# Forcing A Walkout on a Flat Lot



## MrTesseract (Mar 16, 2014)

Hi all, new member here. Trying to find some people to throw some ideas my way. I bought a lot a bit over a year ago and plan to build on it in 2 years. The lot is 2 acres and has over 200ft frontage on a river, it also sits on top of a 75 foot steep bluff. The lot is flat but i want to build a walkout house to capture the view of the river. Due to regulations i can only build so close to the bluff. I originally thought i would do a raised ranch but can not pinpoint a design that i would be happy with. We have already built on an adjoining 2 acre lot and will be holding onto that house for a bit and my lot has a 66ft easment that runs through that lot, so i could take dirt from there and from other areas of my lot although i have some trees i want to preserve. Is this going to be feasible to create a walkout? Does anyone have pictures of a forced walkout house built on a flat lot? I also will have extended access to a tractor to move dirt but imagine i will have to buy at least some fill and pay someone with a bigger rig to move it around. 

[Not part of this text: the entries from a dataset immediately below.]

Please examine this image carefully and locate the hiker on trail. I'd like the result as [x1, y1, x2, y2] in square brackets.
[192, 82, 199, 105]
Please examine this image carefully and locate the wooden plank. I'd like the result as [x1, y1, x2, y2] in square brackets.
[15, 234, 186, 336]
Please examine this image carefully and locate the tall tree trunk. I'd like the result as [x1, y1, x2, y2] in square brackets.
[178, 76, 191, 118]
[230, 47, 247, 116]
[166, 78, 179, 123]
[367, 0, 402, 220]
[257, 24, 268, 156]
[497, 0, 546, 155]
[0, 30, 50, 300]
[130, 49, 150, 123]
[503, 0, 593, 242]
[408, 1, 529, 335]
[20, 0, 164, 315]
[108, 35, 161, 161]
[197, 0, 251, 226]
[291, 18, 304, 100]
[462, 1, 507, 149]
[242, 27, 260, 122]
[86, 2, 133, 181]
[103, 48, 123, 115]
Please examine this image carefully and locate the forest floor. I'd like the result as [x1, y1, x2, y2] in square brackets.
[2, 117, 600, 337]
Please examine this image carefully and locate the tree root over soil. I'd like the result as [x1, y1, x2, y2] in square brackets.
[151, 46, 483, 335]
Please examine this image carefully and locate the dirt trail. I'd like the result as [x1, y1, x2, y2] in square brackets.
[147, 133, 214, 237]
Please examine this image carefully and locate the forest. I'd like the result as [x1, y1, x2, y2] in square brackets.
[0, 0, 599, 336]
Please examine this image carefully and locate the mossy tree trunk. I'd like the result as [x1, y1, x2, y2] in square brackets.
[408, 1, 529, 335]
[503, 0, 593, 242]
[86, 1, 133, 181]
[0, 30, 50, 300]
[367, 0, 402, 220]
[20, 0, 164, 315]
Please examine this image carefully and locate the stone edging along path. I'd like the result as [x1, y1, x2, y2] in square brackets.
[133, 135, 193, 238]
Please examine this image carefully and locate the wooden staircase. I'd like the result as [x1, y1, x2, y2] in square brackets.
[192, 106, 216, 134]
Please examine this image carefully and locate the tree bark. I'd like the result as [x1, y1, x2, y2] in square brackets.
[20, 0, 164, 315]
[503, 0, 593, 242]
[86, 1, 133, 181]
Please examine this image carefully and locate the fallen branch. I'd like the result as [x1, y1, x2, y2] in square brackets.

I guess another question i have is am i okay to start moving dirt now or should i consider pouring the foundation first and then filling in the foundation i need to to make it into a walkout?


----------



## JustinK (Oct 4, 2009)

Have you considered a reverse story home. Living space on second floor for a better view. Walkout basements are great but getting it to look not forced will be a huge if not impossible project. Instead of all that effort and money for a walkout basement which probably will not have a good view of river I would add extra square footage to house where it will have a good view.


----------



## MrTesseract (Mar 16, 2014)

Not sure what you mean by reversed story? A 2 story with kitchen and living room on the second floor? I want my living room to have the best view and my kitchen needs to be on the same floor as the living room. It get annoying to drag groceries up a flight of stairs too.


----------



## oh'mike (Sep 18, 2009)

Don't start moving dirt without a firm plan----

I suggest you start by getting a designer/architect involved----have your plat handy--

Elevating the earth in front of the house can be done on a two acre lot --without having it look odd----but you need some real plans---Mike----


----------



## JustinK (Oct 4, 2009)

MrTesseract said:


> Not sure what you mean by reversed story? A 2 story with kitchen and living room on the second floor? I want my living room to have the best view and my kitchen needs to be on the same floor as the living room. It get annoying to drag groceries up a flight of stairs too.


That is one of the draw backs but some people think the view is worth it. Something to think about.


----------



## MrTesseract (Mar 16, 2014)

JustinK said:


> That is one of the draw backs but some people think the view is worth it. Something to think about.


I originally wanted a two story, the other issue with the reverse two story is resale. I hope this house will be worth a decent chunk of change and usually older couples have the cash for more expensive houses and older couples will want to have a main floor kitchen, living room and one bedroom. I do have a idea put together for the house, it will be an L shaped ranch (if a ranch is what i decide to go with) with the garage door being on the inside of the short side of the L. A relative is building me the house by himself so we are trying to hatch some plans even though we wont break ground for 2 years.


----------



## MrTesseract (Mar 16, 2014)

oh'mike said:


> Don't start moving dirt without a firm plan----
> 
> I suggest you start by getting a designer/architect involved----have your plat handy--
> 
> Elevating the earth in front of the house can be done on a two acre lot --without having it look odd----but you need some real plans---Mike----


Yes a relative is building the house by himself for me, he has been building all his life, he has done a house before where he had only a slight slope to work worth but got dumptrucks of free fill from another building site.


----------



## oh'mike (Sep 18, 2009)

I like free fill---I was able to get 18 bombers full for free ,including some good top soil----I did tip the driver $40 a load----so ,while not 'free' it was darned near free---

You builder will still need plans to build from----so look into getting a design you like and a set of plans drawn---


----------



## MrTesseract (Mar 16, 2014)

oh'mike said:


> I like free fill---I was able to get 18 bombers full for free ,including some good top soil----I did tip the driver $40 a load----so ,while not 'free' it was darned near free---
> 
> You builder will still need plans to build from----so look into getting a design you like and a set of plans drawn---


How did you come across your free fill?


----------



## oh'mike (Sep 18, 2009)

This was during a building boom in this area----I met a trucker and got to talking--he hauled dirt----much of it was going to the dump for cover---they were paying to dump it---I live near the dump---and I tip ---word got out and soon I had 18 loads---


----------